On 64-bit platforms, including Cisco 9400 and 9300 series, exploits necessitate elevated privileges to activate guest shells. This enables UDP-based controllers to perform advanced post-exploitation activities, such as toggling logs, bypassing access controls, and concealing configuration changes. Notably, attackers have been observed hiding specific Access Control Lists (ACLs) and Embedded Event Manager (EEM) scripts.
In simulated scenarios that mirror real-world breaches, attackers infiltrate segmented networks by exploiting default public SNMP communities on switches. They circumvent external firewalls using stolen credentials, then target core switches to manipulate VLAN routing and execute ARP spoofing via Linux ELF binaries operating in guest shells.
By impersonating trusted waystation IPs, intruders can disable logging, redirect traffic, and access protected zones like server farms without triggering internal firewalls. Upon exiting, they restore logs and timestamps to erase traces, facilitating undetected lateral movement across demilitarized zones (DMZs), offices, and secure data areas.
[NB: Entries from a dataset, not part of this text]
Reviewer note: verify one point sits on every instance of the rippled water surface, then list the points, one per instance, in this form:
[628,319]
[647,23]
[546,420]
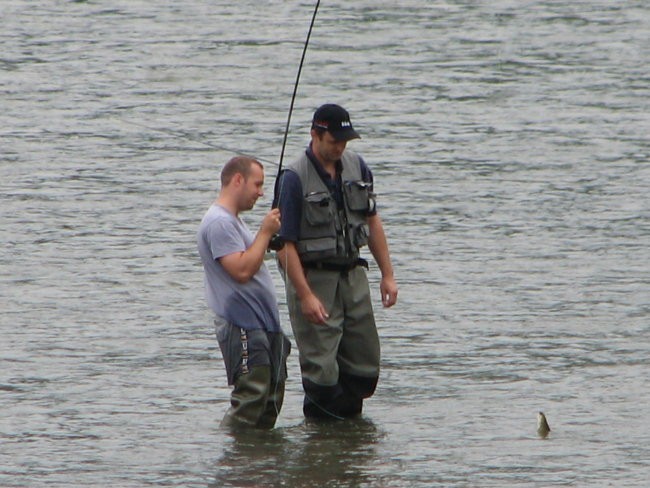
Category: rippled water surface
[510,146]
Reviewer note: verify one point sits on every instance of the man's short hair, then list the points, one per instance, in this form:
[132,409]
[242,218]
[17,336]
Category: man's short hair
[238,164]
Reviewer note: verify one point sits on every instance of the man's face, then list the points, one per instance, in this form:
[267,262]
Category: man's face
[326,148]
[252,188]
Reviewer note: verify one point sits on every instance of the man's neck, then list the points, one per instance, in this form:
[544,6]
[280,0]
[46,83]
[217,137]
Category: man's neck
[226,203]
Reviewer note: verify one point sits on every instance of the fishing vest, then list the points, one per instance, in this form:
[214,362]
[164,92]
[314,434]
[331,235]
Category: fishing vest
[329,234]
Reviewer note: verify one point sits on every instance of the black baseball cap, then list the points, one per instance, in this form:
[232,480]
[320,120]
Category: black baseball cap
[335,120]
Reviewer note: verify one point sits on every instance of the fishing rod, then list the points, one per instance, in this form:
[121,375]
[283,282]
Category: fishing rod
[277,242]
[186,135]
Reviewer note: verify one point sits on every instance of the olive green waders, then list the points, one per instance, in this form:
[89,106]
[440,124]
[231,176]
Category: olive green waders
[255,363]
[339,360]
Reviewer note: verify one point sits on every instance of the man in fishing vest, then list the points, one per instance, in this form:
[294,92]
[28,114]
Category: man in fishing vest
[328,213]
[240,291]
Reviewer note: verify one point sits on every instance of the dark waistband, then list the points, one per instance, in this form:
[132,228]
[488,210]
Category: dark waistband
[341,268]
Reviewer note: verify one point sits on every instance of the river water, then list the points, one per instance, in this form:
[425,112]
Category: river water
[510,143]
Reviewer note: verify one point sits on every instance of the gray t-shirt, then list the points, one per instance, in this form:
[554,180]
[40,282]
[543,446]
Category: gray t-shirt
[250,305]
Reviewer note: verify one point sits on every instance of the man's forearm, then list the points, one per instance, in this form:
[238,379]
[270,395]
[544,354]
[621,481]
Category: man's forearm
[379,246]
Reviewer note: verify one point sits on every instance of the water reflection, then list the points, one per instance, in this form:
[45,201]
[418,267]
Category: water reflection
[337,453]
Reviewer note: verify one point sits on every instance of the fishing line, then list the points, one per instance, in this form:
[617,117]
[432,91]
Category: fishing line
[277,242]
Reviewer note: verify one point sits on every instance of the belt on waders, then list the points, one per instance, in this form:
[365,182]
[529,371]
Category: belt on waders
[336,267]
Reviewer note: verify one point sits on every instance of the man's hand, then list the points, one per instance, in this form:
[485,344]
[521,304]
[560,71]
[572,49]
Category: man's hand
[271,223]
[313,309]
[388,288]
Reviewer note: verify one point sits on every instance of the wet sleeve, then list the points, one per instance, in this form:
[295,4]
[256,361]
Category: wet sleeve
[290,205]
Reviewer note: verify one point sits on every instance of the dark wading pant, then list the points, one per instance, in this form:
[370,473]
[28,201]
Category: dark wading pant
[339,360]
[256,365]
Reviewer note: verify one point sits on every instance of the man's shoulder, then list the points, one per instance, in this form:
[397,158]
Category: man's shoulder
[219,217]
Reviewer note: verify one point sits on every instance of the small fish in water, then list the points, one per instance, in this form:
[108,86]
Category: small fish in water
[542,425]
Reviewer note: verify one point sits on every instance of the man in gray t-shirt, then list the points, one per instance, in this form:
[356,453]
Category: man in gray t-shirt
[240,291]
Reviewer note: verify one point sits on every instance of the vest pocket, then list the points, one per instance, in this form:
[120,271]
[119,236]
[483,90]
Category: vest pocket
[357,194]
[318,208]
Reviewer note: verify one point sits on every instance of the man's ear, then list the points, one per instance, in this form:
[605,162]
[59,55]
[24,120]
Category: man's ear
[238,179]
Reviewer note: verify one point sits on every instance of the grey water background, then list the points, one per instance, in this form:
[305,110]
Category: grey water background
[510,146]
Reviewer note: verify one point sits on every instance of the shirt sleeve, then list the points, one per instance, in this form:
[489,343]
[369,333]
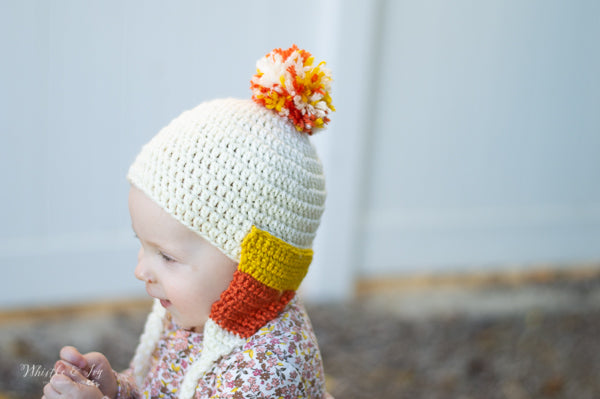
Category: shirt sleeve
[256,373]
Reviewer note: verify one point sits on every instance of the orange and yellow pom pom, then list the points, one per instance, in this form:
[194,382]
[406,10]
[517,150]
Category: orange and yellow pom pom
[288,83]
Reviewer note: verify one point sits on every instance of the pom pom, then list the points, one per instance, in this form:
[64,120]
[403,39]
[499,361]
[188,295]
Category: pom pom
[288,83]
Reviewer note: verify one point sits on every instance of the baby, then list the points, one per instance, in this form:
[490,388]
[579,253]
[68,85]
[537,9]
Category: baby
[225,202]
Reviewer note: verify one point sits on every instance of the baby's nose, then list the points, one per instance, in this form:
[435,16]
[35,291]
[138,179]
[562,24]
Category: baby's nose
[142,273]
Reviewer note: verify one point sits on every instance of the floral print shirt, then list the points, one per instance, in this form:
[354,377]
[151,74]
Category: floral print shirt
[282,360]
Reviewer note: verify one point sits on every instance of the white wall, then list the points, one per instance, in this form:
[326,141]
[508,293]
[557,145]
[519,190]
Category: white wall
[466,133]
[485,136]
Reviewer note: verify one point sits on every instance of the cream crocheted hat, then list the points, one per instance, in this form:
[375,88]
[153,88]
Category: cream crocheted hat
[244,176]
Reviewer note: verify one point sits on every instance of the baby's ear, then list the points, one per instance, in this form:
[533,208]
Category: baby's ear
[71,355]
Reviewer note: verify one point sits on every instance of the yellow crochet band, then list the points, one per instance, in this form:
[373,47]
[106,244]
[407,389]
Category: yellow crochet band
[274,262]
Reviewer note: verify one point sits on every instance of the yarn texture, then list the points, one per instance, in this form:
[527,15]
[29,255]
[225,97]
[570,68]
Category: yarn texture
[243,175]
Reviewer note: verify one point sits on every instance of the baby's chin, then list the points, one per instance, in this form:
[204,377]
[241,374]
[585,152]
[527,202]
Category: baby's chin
[184,324]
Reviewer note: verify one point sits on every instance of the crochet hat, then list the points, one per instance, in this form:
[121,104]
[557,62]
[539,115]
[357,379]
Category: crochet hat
[244,176]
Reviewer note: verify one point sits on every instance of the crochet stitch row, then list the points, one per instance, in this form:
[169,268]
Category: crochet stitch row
[274,262]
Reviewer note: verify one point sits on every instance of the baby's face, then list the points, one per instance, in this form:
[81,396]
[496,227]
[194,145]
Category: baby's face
[184,271]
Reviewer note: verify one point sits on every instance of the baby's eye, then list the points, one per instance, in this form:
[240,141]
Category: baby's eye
[165,257]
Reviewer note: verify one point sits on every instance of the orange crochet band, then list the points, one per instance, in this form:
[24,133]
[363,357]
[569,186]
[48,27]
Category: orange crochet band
[247,305]
[272,261]
[287,82]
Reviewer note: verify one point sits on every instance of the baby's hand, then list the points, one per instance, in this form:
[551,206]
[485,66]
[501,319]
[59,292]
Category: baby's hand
[61,386]
[92,367]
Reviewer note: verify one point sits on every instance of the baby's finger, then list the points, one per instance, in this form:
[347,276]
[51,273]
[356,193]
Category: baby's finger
[61,384]
[71,355]
[70,371]
[50,392]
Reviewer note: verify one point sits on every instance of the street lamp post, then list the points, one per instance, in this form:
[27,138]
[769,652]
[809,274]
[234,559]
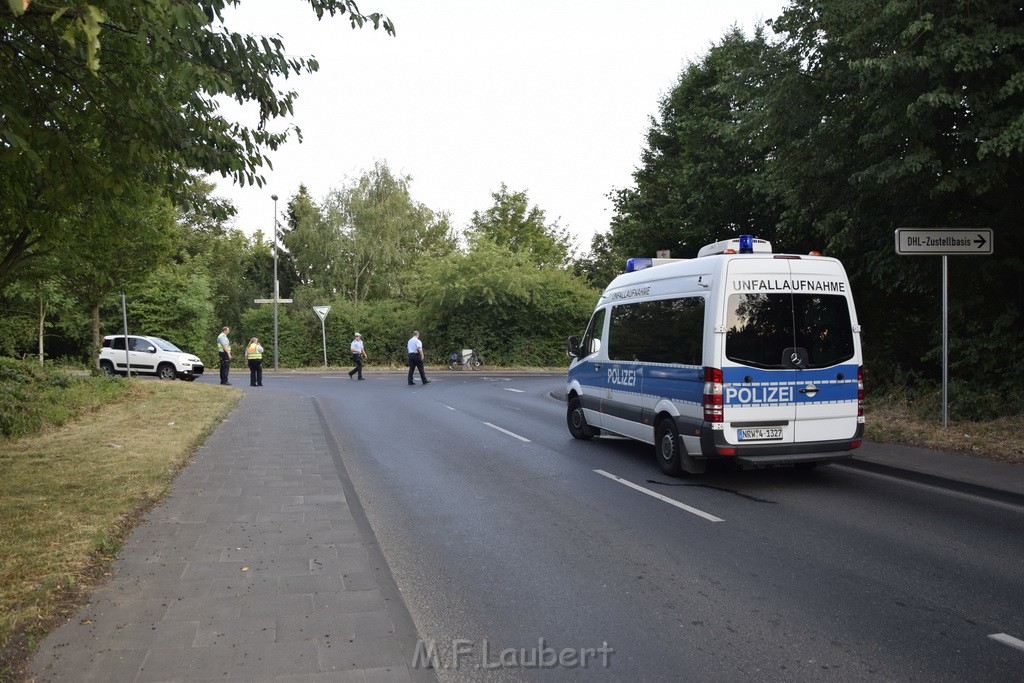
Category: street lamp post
[276,294]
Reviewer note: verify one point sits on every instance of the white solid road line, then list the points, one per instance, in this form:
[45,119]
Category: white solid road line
[1007,639]
[506,431]
[664,499]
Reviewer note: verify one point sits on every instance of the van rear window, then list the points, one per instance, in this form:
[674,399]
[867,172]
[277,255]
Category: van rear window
[769,330]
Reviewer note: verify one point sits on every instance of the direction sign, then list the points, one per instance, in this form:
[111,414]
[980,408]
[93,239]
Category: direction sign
[943,242]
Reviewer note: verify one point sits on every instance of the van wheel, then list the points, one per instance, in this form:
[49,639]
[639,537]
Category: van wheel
[578,421]
[668,447]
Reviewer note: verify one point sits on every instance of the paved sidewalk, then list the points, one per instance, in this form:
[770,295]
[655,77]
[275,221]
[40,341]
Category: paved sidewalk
[254,568]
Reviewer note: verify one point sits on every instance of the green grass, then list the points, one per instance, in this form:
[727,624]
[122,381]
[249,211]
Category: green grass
[71,494]
[86,456]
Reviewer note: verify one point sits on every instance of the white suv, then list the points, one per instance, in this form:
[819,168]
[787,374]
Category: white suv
[147,355]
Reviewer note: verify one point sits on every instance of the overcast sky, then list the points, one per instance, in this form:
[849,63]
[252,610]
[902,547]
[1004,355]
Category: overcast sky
[552,97]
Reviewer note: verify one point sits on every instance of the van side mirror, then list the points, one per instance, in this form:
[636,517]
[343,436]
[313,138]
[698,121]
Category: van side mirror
[572,347]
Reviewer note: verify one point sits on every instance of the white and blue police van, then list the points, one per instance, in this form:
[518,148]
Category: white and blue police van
[739,355]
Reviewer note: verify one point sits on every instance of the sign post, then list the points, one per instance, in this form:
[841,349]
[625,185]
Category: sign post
[322,312]
[275,300]
[944,243]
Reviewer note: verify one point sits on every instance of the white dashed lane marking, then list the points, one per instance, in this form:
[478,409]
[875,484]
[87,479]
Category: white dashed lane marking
[664,499]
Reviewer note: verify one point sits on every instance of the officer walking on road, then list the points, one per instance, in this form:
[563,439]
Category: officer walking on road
[358,352]
[224,352]
[254,355]
[416,358]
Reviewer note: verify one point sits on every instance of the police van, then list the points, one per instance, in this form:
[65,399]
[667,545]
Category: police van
[739,355]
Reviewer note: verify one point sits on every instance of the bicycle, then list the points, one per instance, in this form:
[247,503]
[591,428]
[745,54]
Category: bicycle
[460,360]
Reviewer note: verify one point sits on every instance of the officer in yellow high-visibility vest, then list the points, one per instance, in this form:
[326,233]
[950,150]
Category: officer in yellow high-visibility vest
[254,354]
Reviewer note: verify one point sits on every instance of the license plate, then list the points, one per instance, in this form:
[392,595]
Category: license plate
[760,433]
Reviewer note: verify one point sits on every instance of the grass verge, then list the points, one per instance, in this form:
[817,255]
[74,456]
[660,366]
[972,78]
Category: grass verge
[896,421]
[69,497]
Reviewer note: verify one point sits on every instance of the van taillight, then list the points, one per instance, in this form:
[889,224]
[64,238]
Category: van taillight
[860,391]
[713,394]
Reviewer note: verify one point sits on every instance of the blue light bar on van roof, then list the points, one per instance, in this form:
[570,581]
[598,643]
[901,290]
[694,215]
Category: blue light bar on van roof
[638,263]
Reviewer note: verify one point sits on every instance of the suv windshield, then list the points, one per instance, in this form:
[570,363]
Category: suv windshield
[776,331]
[164,344]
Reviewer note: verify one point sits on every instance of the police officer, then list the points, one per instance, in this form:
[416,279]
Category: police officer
[224,353]
[254,354]
[358,352]
[415,347]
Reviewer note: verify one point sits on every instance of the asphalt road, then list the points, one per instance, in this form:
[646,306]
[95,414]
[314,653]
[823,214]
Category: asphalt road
[523,554]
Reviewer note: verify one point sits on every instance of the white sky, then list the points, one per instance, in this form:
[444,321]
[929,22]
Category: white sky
[552,97]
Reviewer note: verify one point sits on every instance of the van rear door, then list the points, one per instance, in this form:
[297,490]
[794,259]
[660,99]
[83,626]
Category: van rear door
[791,359]
[826,338]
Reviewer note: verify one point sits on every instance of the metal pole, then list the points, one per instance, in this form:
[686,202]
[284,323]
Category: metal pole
[124,314]
[324,333]
[945,341]
[276,294]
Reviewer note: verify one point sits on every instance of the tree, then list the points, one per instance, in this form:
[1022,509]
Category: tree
[316,246]
[512,223]
[74,125]
[501,303]
[364,240]
[911,116]
[700,174]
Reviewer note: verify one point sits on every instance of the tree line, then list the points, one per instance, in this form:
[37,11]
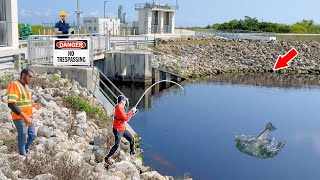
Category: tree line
[253,24]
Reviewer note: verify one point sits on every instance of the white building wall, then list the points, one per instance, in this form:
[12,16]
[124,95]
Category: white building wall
[149,22]
[161,22]
[142,22]
[12,25]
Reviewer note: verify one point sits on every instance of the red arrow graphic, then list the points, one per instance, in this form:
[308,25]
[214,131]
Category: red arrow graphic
[283,61]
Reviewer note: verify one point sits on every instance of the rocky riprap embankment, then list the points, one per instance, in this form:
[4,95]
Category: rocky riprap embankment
[69,144]
[211,56]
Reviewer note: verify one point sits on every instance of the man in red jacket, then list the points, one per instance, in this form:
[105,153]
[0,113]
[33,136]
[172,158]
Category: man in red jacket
[120,117]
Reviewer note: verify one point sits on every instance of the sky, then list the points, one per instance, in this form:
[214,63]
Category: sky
[191,12]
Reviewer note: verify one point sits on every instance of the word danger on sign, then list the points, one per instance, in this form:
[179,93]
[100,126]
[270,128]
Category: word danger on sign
[71,52]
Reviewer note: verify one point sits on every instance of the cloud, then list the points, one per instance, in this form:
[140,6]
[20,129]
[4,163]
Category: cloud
[47,13]
[25,13]
[94,13]
[38,13]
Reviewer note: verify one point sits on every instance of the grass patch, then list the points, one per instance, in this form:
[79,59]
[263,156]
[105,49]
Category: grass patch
[10,142]
[199,42]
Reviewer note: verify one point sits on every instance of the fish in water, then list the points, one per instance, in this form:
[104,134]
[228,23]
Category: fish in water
[261,146]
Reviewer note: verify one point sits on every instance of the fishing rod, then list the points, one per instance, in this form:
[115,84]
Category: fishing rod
[154,85]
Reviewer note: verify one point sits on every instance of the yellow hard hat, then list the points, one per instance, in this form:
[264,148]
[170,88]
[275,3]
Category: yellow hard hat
[63,13]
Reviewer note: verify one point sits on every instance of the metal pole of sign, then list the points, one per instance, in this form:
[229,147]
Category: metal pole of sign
[91,51]
[104,9]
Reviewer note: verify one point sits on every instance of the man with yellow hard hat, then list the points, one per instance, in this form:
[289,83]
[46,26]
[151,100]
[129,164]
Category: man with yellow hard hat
[62,27]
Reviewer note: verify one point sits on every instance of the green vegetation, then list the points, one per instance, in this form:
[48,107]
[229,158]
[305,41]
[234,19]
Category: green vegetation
[252,24]
[83,105]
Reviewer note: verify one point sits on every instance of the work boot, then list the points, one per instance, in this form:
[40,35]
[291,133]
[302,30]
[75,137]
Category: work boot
[109,160]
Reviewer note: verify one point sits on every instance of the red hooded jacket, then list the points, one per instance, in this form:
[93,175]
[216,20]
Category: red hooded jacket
[120,117]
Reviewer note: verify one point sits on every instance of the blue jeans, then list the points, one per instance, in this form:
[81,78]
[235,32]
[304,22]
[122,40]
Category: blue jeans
[117,139]
[22,129]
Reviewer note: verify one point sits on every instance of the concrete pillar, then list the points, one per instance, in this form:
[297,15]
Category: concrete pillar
[161,22]
[149,21]
[172,22]
[12,23]
[155,74]
[168,77]
[17,62]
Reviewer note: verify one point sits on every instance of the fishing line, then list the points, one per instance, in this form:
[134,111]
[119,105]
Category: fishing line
[154,85]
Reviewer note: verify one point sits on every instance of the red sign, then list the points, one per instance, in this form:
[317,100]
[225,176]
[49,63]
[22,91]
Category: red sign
[71,44]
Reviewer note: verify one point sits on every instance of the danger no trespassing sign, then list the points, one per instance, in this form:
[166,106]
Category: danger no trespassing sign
[71,52]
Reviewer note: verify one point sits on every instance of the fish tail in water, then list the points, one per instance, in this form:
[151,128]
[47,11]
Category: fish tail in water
[270,127]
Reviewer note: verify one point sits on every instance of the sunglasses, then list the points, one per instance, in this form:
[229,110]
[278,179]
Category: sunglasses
[30,76]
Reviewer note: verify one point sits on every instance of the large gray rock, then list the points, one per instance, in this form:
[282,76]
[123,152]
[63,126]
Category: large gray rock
[45,177]
[81,117]
[45,131]
[127,168]
[99,155]
[153,175]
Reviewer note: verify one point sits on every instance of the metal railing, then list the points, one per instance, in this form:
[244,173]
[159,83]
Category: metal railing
[237,34]
[3,34]
[167,29]
[105,89]
[40,47]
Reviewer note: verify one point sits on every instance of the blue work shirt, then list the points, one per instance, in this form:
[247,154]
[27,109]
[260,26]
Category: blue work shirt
[62,27]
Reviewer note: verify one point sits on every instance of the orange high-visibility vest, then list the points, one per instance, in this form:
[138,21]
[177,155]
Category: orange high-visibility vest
[18,94]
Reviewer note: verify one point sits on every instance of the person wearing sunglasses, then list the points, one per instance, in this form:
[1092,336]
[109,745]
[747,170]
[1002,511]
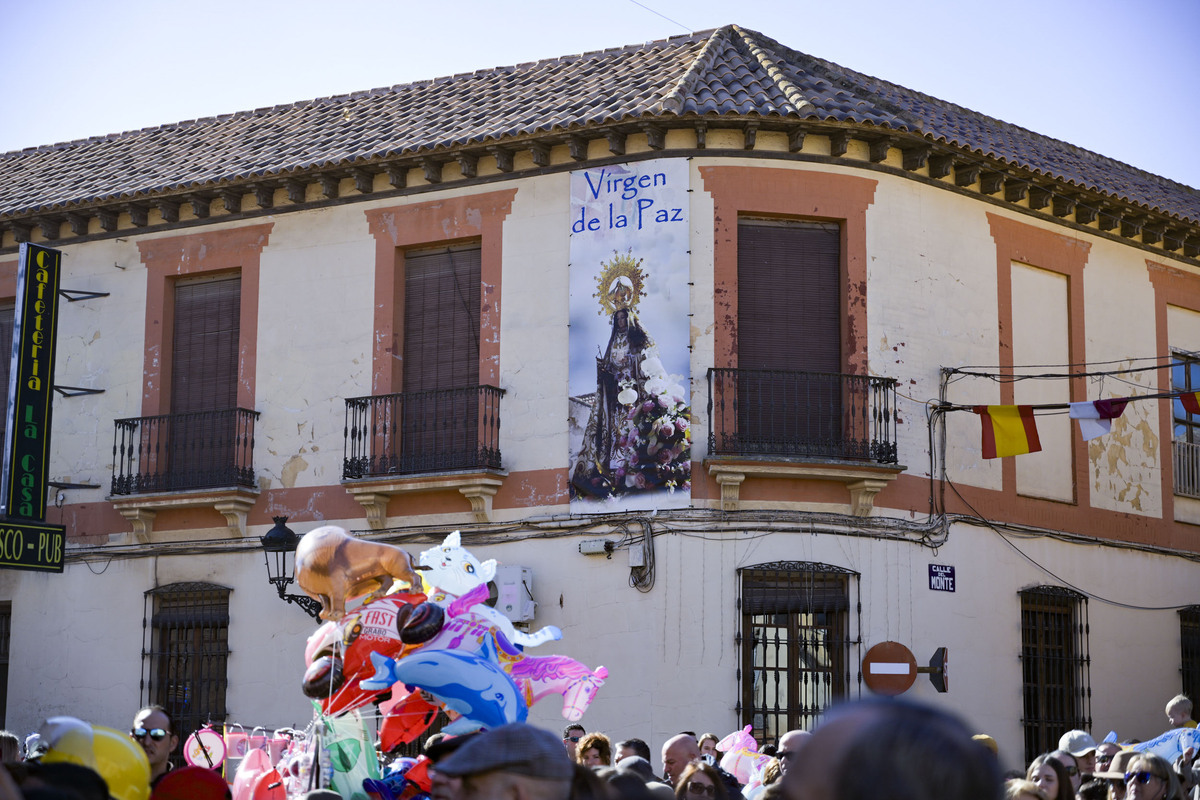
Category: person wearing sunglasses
[701,781]
[154,731]
[1151,777]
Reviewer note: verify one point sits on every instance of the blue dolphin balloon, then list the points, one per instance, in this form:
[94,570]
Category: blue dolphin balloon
[474,685]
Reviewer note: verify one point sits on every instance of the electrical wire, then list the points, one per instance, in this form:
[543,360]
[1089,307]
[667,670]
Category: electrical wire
[978,518]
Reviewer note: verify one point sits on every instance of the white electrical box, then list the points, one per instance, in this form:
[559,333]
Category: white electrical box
[514,593]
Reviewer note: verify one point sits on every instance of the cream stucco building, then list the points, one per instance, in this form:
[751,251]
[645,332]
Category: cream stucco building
[965,263]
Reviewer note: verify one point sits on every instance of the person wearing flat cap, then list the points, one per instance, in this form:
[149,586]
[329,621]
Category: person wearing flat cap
[514,762]
[1080,745]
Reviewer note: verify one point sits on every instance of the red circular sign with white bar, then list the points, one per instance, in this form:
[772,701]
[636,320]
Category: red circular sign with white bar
[889,668]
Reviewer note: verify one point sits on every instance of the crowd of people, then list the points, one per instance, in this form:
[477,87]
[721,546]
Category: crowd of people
[877,749]
[1083,769]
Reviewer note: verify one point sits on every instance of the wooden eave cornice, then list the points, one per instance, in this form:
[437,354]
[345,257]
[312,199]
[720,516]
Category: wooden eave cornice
[958,169]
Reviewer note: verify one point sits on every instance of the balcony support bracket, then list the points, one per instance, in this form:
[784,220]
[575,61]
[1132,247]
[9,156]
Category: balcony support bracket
[478,486]
[233,504]
[862,482]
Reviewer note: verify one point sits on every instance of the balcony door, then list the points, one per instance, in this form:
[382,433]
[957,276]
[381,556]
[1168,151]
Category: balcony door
[441,376]
[202,427]
[789,395]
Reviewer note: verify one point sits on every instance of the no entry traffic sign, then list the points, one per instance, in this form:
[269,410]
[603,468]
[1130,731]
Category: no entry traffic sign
[889,668]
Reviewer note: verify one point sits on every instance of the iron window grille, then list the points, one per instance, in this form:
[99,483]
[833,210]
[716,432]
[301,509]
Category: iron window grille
[1189,651]
[1055,666]
[185,653]
[795,643]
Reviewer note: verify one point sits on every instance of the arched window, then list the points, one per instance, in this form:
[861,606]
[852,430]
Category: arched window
[186,653]
[795,643]
[1055,666]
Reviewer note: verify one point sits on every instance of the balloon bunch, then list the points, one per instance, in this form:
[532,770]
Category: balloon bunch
[443,650]
[742,758]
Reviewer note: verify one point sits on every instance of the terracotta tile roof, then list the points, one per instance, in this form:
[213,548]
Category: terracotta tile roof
[730,71]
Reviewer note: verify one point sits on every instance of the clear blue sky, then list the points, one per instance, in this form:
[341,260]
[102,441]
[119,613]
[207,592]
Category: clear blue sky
[1114,76]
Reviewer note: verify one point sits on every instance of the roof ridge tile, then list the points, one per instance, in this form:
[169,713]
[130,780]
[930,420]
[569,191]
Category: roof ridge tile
[793,94]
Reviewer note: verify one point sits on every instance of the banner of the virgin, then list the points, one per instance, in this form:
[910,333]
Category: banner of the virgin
[630,410]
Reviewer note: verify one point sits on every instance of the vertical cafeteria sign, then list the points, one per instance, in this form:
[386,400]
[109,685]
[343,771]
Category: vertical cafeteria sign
[630,414]
[25,474]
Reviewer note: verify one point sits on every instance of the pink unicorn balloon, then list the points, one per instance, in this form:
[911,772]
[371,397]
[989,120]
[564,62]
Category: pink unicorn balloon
[742,758]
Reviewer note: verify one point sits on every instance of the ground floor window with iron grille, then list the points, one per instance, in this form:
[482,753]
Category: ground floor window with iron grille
[795,642]
[1055,666]
[1189,653]
[185,653]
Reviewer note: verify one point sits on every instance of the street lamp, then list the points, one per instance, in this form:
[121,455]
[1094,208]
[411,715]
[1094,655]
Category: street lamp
[280,547]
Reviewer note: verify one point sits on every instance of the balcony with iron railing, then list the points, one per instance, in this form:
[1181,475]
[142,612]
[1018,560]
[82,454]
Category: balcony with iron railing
[802,425]
[429,440]
[190,459]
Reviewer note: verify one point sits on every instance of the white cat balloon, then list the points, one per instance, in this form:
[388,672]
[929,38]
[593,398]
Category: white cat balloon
[451,571]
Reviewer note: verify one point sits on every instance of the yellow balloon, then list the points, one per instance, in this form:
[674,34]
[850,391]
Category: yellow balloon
[121,763]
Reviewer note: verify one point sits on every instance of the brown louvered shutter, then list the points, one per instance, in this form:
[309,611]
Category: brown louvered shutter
[442,318]
[789,396]
[442,314]
[789,295]
[204,355]
[202,431]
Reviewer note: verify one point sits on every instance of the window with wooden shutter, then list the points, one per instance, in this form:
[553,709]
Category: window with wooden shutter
[442,318]
[789,295]
[441,405]
[204,352]
[203,427]
[789,395]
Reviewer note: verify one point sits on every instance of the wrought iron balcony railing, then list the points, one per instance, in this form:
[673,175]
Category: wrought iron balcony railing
[802,415]
[173,452]
[423,432]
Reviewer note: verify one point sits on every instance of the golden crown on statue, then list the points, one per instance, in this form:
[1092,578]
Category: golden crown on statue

Targeted Systems and Persistence Mechanisms
The campaign primarily focuses on outdated Linux-based systems that lack endpoint detection and response (EDR) tools. Attackers employ spoofed IPs and email addresses to maintain anonymity.
While Address Space Layout Randomization (ASLR) on newer models can thwart some exploitation attempts, persistent probing has still led to successful breaches, as observed in Trend Micro’s telemetry data.
Cisco has collaborated on forensic analyses, confirming impacts on both phased-out 3750G devices and active 9400 and 9300 lines.
Mitigation Strategies
Currently, no automated tools can fully detect these rootkits. Organizations are advised to contact Cisco’s Technical Assistance Center (TAC) for comprehensive firmware inspections.
Trend Micro recommends deploying Cloud One Network Security for virtual patching and intrusion prevention. Additionally, implementing Deep Discovery Inspector rules, such as rule 5497 for UDP controller traffic, can enhance detection capabilities.
For Vision One customers, hunting queries and Indicators of Compromise (IoC) sweeps are available, with exploit blocking facilitated through rules like 46396 for SNMP overflows.
Immediate patching of CVE-2025-20352 is crucial. Organizations should also restrict SNMP access to authenticated communities and segment legacy devices to mitigate potential risks.
This operation underscores the dangers of unpatched network equipment, urging enterprises to prioritize updates amid rising threats from state-sponsored actors and cybercriminals.